Nearly two years after the U.S. Forest Service wrapped up much-debated trail reroutes in the Bear Creek watershed in Colorado Springs’ southwestern mountains, the agency is under fire again, with the Center for Biological Diversity threatening a lawsuit over “ongoing failures” to protect the home of the greenback cutthroat trout.
The center’s 2012 lawsuit prompted the lengthy initiative, which ended with stakeholders in 2017 receiving a government award for “collaborative/integrated aquatic stewardship.”
But now, the center deems landowners are again in violation of the Endangered Species Act in the popular recreation area known as Jones Park.
“Specifically, the Forest has failed to abide by its own Proposed Action to relocate motorized Trail 667 out of Bear Creek’s Water Influence Zone,” reads the letter of intent to sue.
Trail users could be kicking down sediment, the center says, causing pile-up in the stream and smothering trout eggs and emerging fry.
Forest Service officials did not respond to a request for comment. Though the letter was not addressed to El Paso County, it was conveyed the land after the project, and “there is still threat of legal action,” said Tim Wolken, the county’s director of Community Services, in an email.
The county “would appreciate reviewing any scientific data generated by the center indicating water quality concerns,” Wolken said. “This will be helpful in determining next steps.”
Recreation enthusiasts are again left to wonder the fate of multi-use Trail 667, also known as Cap’n Jacks.
The Colorado Motorcycle Trail Riders Association sent a statement to The Gazette, criticizing the center’s “incessant zeal.”
“The long, thoughtful process that resulted in the rerouting of several popular trails in Jones Park represents a balance between preserving Bear Creek fish habitat and allowing reasonable recreational outdoor access for all users,” the statement read.
For years during the Forest Service’s analysis and reroute negotiations, motorists were barred from the singletrack closest to town. Now roaming the realigned Trail 667 on the north side of Kineo Mountain, they are “the crux” of the center’s concern, said the organization’s attorney, Margaret Townsend.
“If it was just a footpath or even potentially a mountain bike trail, it could have some impact, but not necessarily the same impact a motorcycle trail is likely to have,” she said in a phone call. “Of course we want folks enjoying the forest, and where the trail was going to be originally, that location wouldn’t have affected the greenback.”

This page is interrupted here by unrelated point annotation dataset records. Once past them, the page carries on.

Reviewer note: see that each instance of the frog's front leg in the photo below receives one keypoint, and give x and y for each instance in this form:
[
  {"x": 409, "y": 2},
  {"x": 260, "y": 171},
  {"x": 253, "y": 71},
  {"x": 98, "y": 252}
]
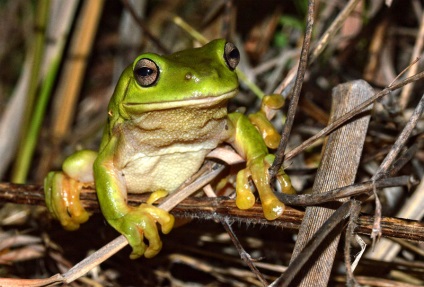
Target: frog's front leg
[
  {"x": 62, "y": 189},
  {"x": 261, "y": 119},
  {"x": 135, "y": 223},
  {"x": 249, "y": 143}
]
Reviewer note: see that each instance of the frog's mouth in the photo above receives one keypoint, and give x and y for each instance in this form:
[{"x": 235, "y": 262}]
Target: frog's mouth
[{"x": 198, "y": 102}]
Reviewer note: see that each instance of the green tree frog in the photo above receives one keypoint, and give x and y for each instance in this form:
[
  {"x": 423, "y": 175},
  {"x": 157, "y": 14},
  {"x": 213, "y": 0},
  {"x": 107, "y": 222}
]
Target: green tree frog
[{"x": 166, "y": 114}]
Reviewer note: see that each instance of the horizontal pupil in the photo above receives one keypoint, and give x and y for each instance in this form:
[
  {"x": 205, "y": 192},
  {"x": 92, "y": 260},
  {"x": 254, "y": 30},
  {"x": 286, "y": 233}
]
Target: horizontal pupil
[
  {"x": 144, "y": 72},
  {"x": 234, "y": 53}
]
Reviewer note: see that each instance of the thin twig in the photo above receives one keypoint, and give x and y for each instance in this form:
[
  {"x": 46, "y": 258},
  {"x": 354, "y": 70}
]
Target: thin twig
[
  {"x": 346, "y": 117},
  {"x": 143, "y": 27},
  {"x": 303, "y": 63}
]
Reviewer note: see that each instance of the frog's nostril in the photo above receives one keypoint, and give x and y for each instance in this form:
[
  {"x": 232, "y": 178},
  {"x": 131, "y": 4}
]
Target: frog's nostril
[{"x": 188, "y": 76}]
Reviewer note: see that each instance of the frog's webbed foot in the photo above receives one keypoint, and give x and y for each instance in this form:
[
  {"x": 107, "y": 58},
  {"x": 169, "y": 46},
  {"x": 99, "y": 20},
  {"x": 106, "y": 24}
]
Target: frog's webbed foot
[
  {"x": 62, "y": 189},
  {"x": 257, "y": 170},
  {"x": 270, "y": 105},
  {"x": 140, "y": 223}
]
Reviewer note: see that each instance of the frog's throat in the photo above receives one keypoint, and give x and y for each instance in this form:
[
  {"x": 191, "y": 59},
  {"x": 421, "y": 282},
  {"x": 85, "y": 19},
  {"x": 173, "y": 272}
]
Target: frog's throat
[{"x": 200, "y": 101}]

Originally, 667 was to skirt Kineo Mountain’s south side. “What we wanted to do here was come clean,” Pikes Peak District ranger Oscar Martinez told interested parties at a meeting in August of 2016.
He said the Forest Service’s hired hands with Trails Unlimited had stalled on that slope, finding it too steep and rocky, as some onlookers had predicted, feeling ignored. The trail would have to go north, the Forest Service determined — resulting in an extra $50,000 on top of the $396,820 project cost, records show.
But records do not show how the move may or may not have impacted the trout, the Center for Biological Diversity claims. Its letter reads: “there is no readily available evidence indicating that the Forest (Service) has taken steps to ensure no jeopardy to the greenback from the current trail system.”
But to Allyn Kratz, president of the local chapter of Trout Unlimited, the evidence is “overwhelming,” and not in the favor of conservation.
He said he raised concerns about the trail before it was built, noticing at least eight “ravines” on the mountainside while hiking the flagged route — “ravines created by water,” Kratz said, “and the water obviously went to Bear Creek.”
He said he was told Trails Unlimited would address this. But he was unsatisfied in the end and remains so.
“I would love to see (Trail 667) closed,” Kratz said.
That would be widely unwelcome among user groups, including mountain bikers. They have, though, expressed dismay with the new trail beyond the perceived fun that was lost.
“We’ve got some concerns with upkeep; the trail’s not holding up the way it was sort of advertised,” said Cory Sutela, with Medicine Wheel Trail Advocates. “But it’s also pretty far from the creek.”
He’s no biologist, he said. “I’m a mechanical engineer, so I look at it technically, and it looks to me like sediment shouldn’t be able to get from the trail to the creek.”
Jim Bensberg, speaking for the Colorado Motorcycle Trail Riders Association, agreed. “Show me the facts,” he said.
Without action in 60 days, the Center for Biological Diversity said it intends to pursue litigation in U.S. District Court.